If we use your calculations, the pressure inside the house does not effect the pressure difference which is used later to calculate the force on the roof. Lets assume that the pressure inside the house is 2 ATM, what will be the answer? From you calculation, the answer will be same. if the answer is same that means the pressure outside the house is changed which should not be related with the pressure inside the house.
Thank you so much ! These are very helpful
interesting and fantastic way to explain.. thanks alot
Glad you liked it. 🙂
You are great. Great example
Amazing Sir. Thanking you from Bangladesh :)
Welcome to the channel!
I am sri lankan 🇱🇰. This is very usefull topic for us.Thank you very much sir.
Hi and welcome to the channel!
Ya ya it would come final
Thank you so much sir! super explanation
Best explanation ever
Are we wrong to apply Bernoulli's principle here? I am not arguing this method but am curious if this is correct. Thank you.
Technically, it is not a "pure" example of Bernoulli's principle. But it will give you the correct answer to the problem. This is a typical example found in many text books under Bernoulli's principle.
You are my hero
Correction @ 6:10
F = (1288 N/m^2)(200 m^2) = 257,600 N
What if you have 2 or 3 incoming and varying flow rates going to different pipes and meeting at one point?
1. A1V1
2. A2V2
3. A3V3
Is the total output flow rate (total AV) equal to = A1V1 + A2V2 + A3V3?
Yes, because the sum of the volumes per unit time flowing through each of the smaller pipes equals the volume per unit time flowing through the big pipe.
Thank you sir.
you are welcome.
Thank you so so much
Just out of curiosity, wouldn't the air flowing across the left face of the roof create a high pressure against that side of the roof, and a vacuum on the right side of the roof?
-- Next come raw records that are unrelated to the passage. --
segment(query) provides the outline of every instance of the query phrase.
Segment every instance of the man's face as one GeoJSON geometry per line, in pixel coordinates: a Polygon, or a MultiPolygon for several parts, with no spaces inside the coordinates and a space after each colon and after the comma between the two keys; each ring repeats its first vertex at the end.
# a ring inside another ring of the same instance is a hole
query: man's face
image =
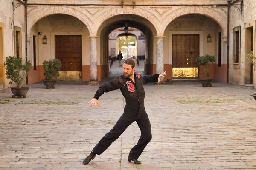
{"type": "Polygon", "coordinates": [[[134,71],[135,71],[135,68],[132,68],[131,65],[124,63],[123,66],[123,73],[125,78],[128,78],[133,75],[134,71]]]}

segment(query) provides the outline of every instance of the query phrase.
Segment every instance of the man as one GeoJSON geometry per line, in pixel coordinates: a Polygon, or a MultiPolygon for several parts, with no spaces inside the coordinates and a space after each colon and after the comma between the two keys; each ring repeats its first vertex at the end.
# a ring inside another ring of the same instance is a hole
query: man
{"type": "Polygon", "coordinates": [[[124,57],[122,56],[122,54],[121,52],[121,51],[119,51],[119,54],[117,55],[117,57],[119,59],[119,65],[122,66],[122,61],[124,57]]]}
{"type": "Polygon", "coordinates": [[[120,89],[125,99],[126,105],[123,114],[113,128],[102,138],[84,160],[83,164],[88,164],[96,154],[102,154],[134,121],[138,124],[141,134],[138,143],[130,152],[128,161],[131,162],[133,161],[137,164],[141,164],[138,158],[152,138],[150,122],[144,107],[145,93],[143,84],[158,82],[161,77],[166,75],[166,72],[141,76],[139,73],[134,72],[135,70],[134,61],[130,58],[125,60],[123,67],[123,75],[99,87],[93,98],[88,103],[90,103],[91,107],[96,106],[96,105],[100,107],[98,100],[104,92],[120,89]]]}

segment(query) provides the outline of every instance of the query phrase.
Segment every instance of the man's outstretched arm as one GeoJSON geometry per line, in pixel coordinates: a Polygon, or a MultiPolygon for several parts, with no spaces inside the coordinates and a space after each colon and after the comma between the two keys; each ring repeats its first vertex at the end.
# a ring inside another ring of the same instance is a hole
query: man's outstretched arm
{"type": "Polygon", "coordinates": [[[99,88],[93,98],[88,103],[91,103],[90,107],[96,106],[96,104],[100,107],[98,101],[99,97],[103,94],[104,92],[107,93],[120,88],[120,85],[119,77],[116,77],[110,82],[104,84],[99,88]]]}
{"type": "Polygon", "coordinates": [[[148,82],[159,82],[160,78],[163,77],[166,75],[166,72],[165,71],[160,74],[154,74],[152,75],[148,75],[141,76],[142,82],[143,84],[147,84],[148,82]]]}

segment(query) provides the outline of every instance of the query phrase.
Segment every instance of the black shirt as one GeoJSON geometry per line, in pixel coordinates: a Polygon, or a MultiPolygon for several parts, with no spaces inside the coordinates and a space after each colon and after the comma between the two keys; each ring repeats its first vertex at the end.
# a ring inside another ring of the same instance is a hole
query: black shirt
{"type": "Polygon", "coordinates": [[[139,110],[145,111],[145,92],[143,85],[157,82],[159,74],[141,76],[134,72],[134,75],[135,83],[130,78],[125,79],[123,76],[116,77],[100,86],[93,98],[98,100],[104,92],[120,89],[125,99],[125,112],[138,113],[139,110]]]}

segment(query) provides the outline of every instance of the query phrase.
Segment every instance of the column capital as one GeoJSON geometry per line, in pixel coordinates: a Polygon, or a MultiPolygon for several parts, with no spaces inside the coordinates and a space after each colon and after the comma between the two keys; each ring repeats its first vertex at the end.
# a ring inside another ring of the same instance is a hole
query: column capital
{"type": "Polygon", "coordinates": [[[161,38],[163,39],[163,38],[164,38],[166,36],[156,36],[156,38],[159,38],[159,39],[161,39],[161,38]]]}
{"type": "Polygon", "coordinates": [[[97,38],[99,36],[88,36],[88,37],[90,38],[97,38]]]}
{"type": "Polygon", "coordinates": [[[222,39],[222,41],[224,42],[227,42],[227,36],[222,36],[221,39],[222,39]]]}

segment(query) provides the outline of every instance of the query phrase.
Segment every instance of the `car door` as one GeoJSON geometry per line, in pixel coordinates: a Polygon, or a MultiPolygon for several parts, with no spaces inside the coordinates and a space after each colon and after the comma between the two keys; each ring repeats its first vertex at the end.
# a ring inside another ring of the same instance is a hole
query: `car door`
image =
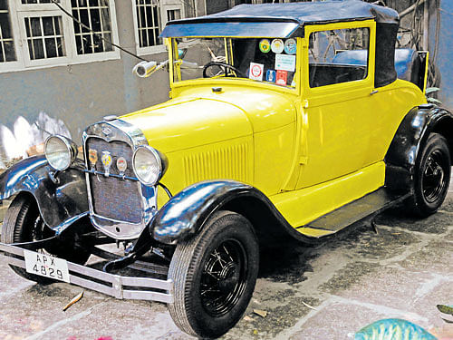
{"type": "Polygon", "coordinates": [[[372,105],[374,37],[373,21],[305,28],[302,111],[308,128],[296,189],[378,161],[369,154],[379,116],[372,105]]]}

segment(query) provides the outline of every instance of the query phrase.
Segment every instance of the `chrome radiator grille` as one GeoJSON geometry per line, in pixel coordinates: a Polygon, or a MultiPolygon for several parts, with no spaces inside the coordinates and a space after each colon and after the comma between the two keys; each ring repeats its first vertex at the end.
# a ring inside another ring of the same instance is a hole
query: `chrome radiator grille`
{"type": "MultiPolygon", "coordinates": [[[[104,140],[91,137],[86,141],[85,152],[87,154],[85,157],[87,158],[89,150],[95,150],[98,153],[96,162],[98,171],[104,171],[101,157],[102,151],[109,151],[112,157],[110,169],[111,174],[119,174],[116,161],[118,158],[123,157],[128,163],[125,176],[135,177],[132,170],[133,151],[129,144],[115,141],[107,142],[104,140]]],[[[92,173],[89,174],[89,179],[92,208],[95,214],[120,221],[141,222],[142,204],[139,181],[92,173]]]]}

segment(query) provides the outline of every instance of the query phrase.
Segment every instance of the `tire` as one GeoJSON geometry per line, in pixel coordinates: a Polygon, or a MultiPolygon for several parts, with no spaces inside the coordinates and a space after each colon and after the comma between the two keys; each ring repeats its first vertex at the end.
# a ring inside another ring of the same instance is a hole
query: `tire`
{"type": "Polygon", "coordinates": [[[413,195],[407,201],[409,211],[426,218],[442,205],[450,181],[451,160],[447,140],[431,133],[416,161],[413,195]]]}
{"type": "MultiPolygon", "coordinates": [[[[6,210],[0,240],[7,244],[30,242],[52,238],[54,232],[44,224],[34,199],[27,195],[19,195],[13,200],[6,210]]],[[[72,262],[84,264],[88,260],[90,254],[70,246],[55,243],[51,245],[49,248],[41,251],[72,262]]],[[[44,277],[29,274],[21,267],[10,267],[15,273],[28,280],[40,284],[54,282],[44,277]]]]}
{"type": "Polygon", "coordinates": [[[231,211],[214,213],[198,235],[178,244],[171,259],[174,303],[169,310],[175,324],[201,338],[226,333],[252,297],[258,257],[250,222],[231,211]]]}

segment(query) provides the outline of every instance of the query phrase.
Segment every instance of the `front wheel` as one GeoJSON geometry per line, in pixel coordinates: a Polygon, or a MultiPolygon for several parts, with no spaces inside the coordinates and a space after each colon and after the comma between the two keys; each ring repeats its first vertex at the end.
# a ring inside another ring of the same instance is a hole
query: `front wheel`
{"type": "Polygon", "coordinates": [[[178,244],[169,278],[169,310],[188,335],[215,338],[241,318],[258,274],[258,242],[250,222],[230,211],[213,214],[195,238],[178,244]]]}
{"type": "MultiPolygon", "coordinates": [[[[3,243],[32,242],[52,238],[55,233],[43,221],[34,199],[27,195],[17,196],[6,210],[2,226],[0,240],[3,243]]],[[[77,249],[71,244],[58,244],[55,241],[49,248],[37,251],[56,256],[78,264],[84,264],[90,254],[77,249]]],[[[25,269],[11,266],[21,277],[40,284],[49,284],[52,279],[27,273],[25,269]]]]}
{"type": "Polygon", "coordinates": [[[451,160],[447,140],[431,133],[415,168],[413,195],[408,199],[410,211],[428,217],[442,205],[450,181],[451,160]]]}

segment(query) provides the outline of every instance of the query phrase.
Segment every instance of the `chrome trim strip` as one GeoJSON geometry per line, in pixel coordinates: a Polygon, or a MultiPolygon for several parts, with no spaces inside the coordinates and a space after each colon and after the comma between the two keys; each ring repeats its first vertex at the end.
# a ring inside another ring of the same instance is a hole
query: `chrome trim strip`
{"type": "MultiPolygon", "coordinates": [[[[105,173],[102,171],[98,171],[98,170],[88,170],[86,169],[83,169],[83,172],[91,173],[92,175],[102,175],[105,176],[105,173]]],[[[130,176],[120,176],[120,175],[115,175],[114,173],[109,173],[109,176],[107,177],[114,177],[120,180],[130,180],[133,181],[140,181],[138,178],[136,177],[130,177],[130,176]]]]}
{"type": "MultiPolygon", "coordinates": [[[[7,264],[25,268],[25,261],[24,259],[13,257],[15,255],[24,257],[23,248],[0,243],[0,254],[5,257],[7,264]]],[[[68,269],[70,271],[69,280],[71,284],[95,290],[119,299],[159,301],[167,304],[174,302],[174,288],[172,280],[123,277],[104,273],[101,270],[77,265],[72,262],[67,262],[68,269]],[[89,278],[82,278],[75,274],[80,274],[89,278]],[[95,279],[97,282],[92,281],[90,278],[95,279]],[[100,280],[103,281],[105,284],[100,283],[100,280]],[[125,286],[128,289],[124,289],[125,286]],[[167,292],[147,291],[142,290],[142,288],[154,288],[165,290],[167,292]]]]}
{"type": "MultiPolygon", "coordinates": [[[[88,205],[90,208],[90,219],[93,226],[100,231],[105,233],[106,235],[120,240],[134,239],[139,238],[145,227],[149,223],[152,217],[157,212],[157,188],[156,187],[146,187],[145,185],[140,183],[139,193],[141,196],[141,210],[142,219],[140,223],[130,223],[128,221],[119,221],[112,219],[105,218],[97,215],[94,212],[94,206],[92,197],[92,189],[90,187],[90,173],[92,170],[89,170],[90,167],[88,164],[88,157],[86,155],[87,148],[86,141],[89,138],[99,138],[107,142],[113,141],[123,141],[129,144],[132,148],[132,152],[135,152],[137,148],[142,145],[148,145],[148,140],[146,139],[143,132],[132,124],[127,121],[116,119],[109,121],[99,121],[92,125],[90,125],[82,134],[82,144],[83,152],[85,159],[85,178],[87,183],[88,191],[88,205]],[[105,220],[111,223],[102,223],[101,220],[105,220]],[[117,230],[120,230],[118,232],[117,230]],[[123,232],[121,230],[127,230],[123,232]]],[[[103,173],[100,173],[100,175],[103,173]]],[[[111,175],[111,177],[122,177],[118,175],[111,175]]],[[[126,179],[136,181],[138,179],[126,179]]]]}

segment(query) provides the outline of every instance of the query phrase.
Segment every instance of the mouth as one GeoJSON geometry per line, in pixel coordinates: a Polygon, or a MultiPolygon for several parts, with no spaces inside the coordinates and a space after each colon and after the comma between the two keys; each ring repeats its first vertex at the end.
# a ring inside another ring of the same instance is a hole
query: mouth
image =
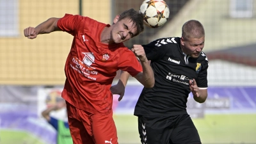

I don't think it is correct to assume that the gain of pressure on the left side of the roof is equal to the loss of pressure on the right side, but I am not complete sure. If I am correct I believe the conservation of energy cannot be applied to this problem. In regards to that I do not believe that Bernoulli's equation can be applied either because it is a derivation of the conservation of energy.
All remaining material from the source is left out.